The Interior Department’s Minerals Management Service (MMS) can’t say for sure whether its program in which it takes oil and natural gas from producers in lieu of cash royalty payments has been a success or failure, said the General Accounting Office (GAO).

Under the so-called royalty-in-kind (RIK) program, which began in January 1995, the MMS has taken in kind 178 million barrels of crude oil and 213 Bcf of gas from producers, according to a 21-page GAO report, which was released last Thursday. This represented 32% of the federal government’s royalty share of all oil and 3% of the federal government’s royalty share of all gas produced on federal lands. MMS sold much of the RIK oil to refiners and provided some to the Strategic Petroleum Reserve, and marketed a significant amount of the RIK gas.

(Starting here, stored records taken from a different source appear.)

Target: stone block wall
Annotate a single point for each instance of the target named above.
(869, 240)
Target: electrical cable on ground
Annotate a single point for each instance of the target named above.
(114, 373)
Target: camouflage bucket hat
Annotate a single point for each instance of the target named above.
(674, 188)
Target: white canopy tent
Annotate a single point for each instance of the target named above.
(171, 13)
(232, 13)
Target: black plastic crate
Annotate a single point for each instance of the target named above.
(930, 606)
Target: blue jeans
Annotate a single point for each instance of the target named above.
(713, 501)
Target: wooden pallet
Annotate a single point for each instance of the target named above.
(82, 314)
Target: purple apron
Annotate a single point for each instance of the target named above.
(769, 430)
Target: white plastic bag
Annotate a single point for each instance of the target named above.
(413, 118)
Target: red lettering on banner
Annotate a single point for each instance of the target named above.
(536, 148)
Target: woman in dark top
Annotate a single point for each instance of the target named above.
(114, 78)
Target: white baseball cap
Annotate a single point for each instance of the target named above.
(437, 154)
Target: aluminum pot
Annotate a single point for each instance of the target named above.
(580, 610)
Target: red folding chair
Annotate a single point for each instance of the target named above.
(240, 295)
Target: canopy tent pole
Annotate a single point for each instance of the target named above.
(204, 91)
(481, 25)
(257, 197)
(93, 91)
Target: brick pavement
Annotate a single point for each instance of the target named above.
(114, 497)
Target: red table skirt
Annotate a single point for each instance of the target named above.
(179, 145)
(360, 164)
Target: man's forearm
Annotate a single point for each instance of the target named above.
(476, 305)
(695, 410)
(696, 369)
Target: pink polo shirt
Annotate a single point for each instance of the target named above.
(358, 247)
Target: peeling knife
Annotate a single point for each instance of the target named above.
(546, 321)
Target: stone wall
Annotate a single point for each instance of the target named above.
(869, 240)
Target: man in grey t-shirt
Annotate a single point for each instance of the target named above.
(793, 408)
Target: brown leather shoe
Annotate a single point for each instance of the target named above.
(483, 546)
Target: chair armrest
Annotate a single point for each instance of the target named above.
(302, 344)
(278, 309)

However, the Interior agency “cannot systematically assess whether royalty-in-kind sales are administratively less costly, whether they generate fair market value or at least as much revenue as traditional cash royalty payments, and thus whether MMS should expand or contract the royalty-in-kind program,” the report noted.

“After five years of conducting pilot programs and completing 24 oil and gas pilot sales, MMS’s ability to effectively and efficiently monitor and evaluate its RIK program is limited because it has not obtained the necessary information,” including the administrative costs of the RIK program, the cost savings from avoiding potential litigation with producers over royalty amounts owed, cost savings from not having to audit producer properties, and the revenue impacts of all RIK sales, the GAO said.

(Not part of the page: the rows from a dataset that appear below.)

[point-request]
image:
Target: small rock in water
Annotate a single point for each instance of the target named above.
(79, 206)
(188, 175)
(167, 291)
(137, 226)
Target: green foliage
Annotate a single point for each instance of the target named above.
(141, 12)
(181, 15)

The agency has made some progress in establishing “management control over its RIK program,” and in “documenting the results of its RIK sales,” according to the GAO. However, “MMS has not established clear objectives for the program that are linked to statutory requirements,” which demand that it “collect at least as much during pilot sales as it would have collected in cash royalty payments, and obtain fair market value” for the RIK oil and gas.

The MMS failed to meet this statutory requirement in a 1995 gas RIK pilot in the Gulf of Mexico, the report said. The agency sold the RIK gas through auctions for about $72.6 million, which was more than $4 million below what it would have gotten from cash royalty payments.

By 2004, MMS is expected to turn its RIK program, which has been operating as a pilot, into a “fully operational” program, the report noted.

Before expanding its RIK program, the GAO recommended that MMS “identify and acquire key information needed to monitor and evaluate performance,” and “explicitly” spell out the objectives of the RIK program — namely, to receive fair market value for RIK oil and gas, and to collect as much revenue from RIK as it would from cash royalty payments.